Integrating Curriculum Between LMS Platforms: A Guide for Publishers
Learning management systems (LMS) like Canvas, Blackboard, and Schoology dominate the education technology landscape. As a curriculum publisher, you likely use an LMS to organize and deliver your content. However, most major LMS platforms are designed for schools, not publishers. This poses a challenge when selling your courses to institutions that use a different LMS than you.
Manually exporting course files from your LMS to a client’s system is tedious and error-prone. Even if you can script an API integration, the client’s LMS may not allow content to be pulled in programmatically. A better solution is using the LTI (Learning Tools Interoperability) standard to connect your LMS with your client’s system.
LTI Basics
LTI provides a universal mechanism for securely integrating third-party educational tools with LMS platforms. For example, you could build an interactive science simulation and embed it seamlessly within Canvas courses using LTI.
LTI 1.3 is the newest version of the standard. It includes a Deep Linking feature that enables entire courses to be accessed from within an LMS without requiring separate logins. LTI 1.3 support is crucial for publishers seeking tight LMS integrations.
The Problem: LMS Platforms are LTI Consumers, Not Providers
Here lies the challenge: major LMS brands support LTI as content consumers, but not as content providers. For example, Canvas can import LTI content, but won’t allow exporting courses out via LTI.
The top LMS platforms and their LTI support:
- Canvas – LTI consumer only
- Blackboard – LTI consumer only
- Schoology – LTI consumer only
- Moodle – LTI consumer and provider
- Brightspace – LTI consumer only
This asymmetry poses a roadblock as a publisher.

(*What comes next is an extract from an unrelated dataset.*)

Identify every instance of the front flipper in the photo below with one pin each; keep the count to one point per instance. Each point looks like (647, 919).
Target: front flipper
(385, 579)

If you author courses in Canvas but a client uses Schoology, you’re stuck. Even if both platforms support LTI 1.3, the content can only flow one way.
Possible Workarounds
Faced with this dilemma, publishers have a few options:
- Don’t use LTI. Export course files manually (inefficient and problematic).

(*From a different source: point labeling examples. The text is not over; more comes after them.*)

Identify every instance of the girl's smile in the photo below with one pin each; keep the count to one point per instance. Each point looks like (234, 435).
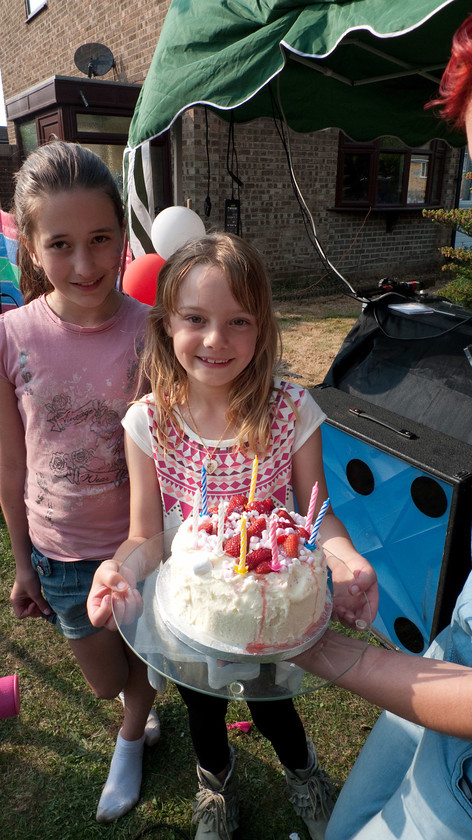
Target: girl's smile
(77, 243)
(214, 337)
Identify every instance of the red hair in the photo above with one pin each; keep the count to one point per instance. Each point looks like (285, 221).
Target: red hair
(455, 89)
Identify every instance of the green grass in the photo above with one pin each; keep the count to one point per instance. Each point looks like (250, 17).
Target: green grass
(54, 757)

- Only sell to clients using your LMS. Greatly limits your market.
- Maintain accounts in multiple LMS. Very cumbersome to manage.
- Use an LTI integration platform. The recommended approach.
LMS Integration Platform
An LTI integration tool acts as an intermediary between your authoring LMS and client LMS platforms. It works like this:
- Import your courses into the integration tool (from files or LMS API).

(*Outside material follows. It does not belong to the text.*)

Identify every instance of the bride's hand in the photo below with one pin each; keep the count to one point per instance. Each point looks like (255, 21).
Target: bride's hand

- Connect your tool to the client’s LMS via LTI 1.3 Deep Linking.
- Update courses in your tool and changes sync automatically.
- Grades pass back to your system via LTI Grade Passback.
This solution provides seamless, real-time course integration without manual exporting or multiple LMS logins. It enables you to author courses once and publish them anywhere.
Some benefits of an LMS integration platform:
- Support all major LMS systems as both LTI consumer and provider.
- Automate course synchronization so content is always up to date.
- Easily embed interactive simulations, assessments, and other tools using LTI.
- Pass grades and student data between systems.
- Scale integrations across all your customer accounts.
- No need to maintain your own instances of multiple LMS platforms.
- Make it easy for customers to integrate your content.
Choosing the Right LMS Integration Partner
When evaluating LMS integration tools, look for:
- Robust support for LTI 1.3 Deep Linking and Grade Passback.
- APIs and content import options to easily get your courses in.
- Scalable platform to handle multiple customer integrations.
- Configurable grade passback and single sign-on options.
- Usage analytics and reporting.
- Responsive support team.
By leveraging an LMS integration partner, curriculum publishers can overcome interoperability challenges and deliver content seamlessly into any major LMS. This removes a major objection standing between you and your next big LMS client.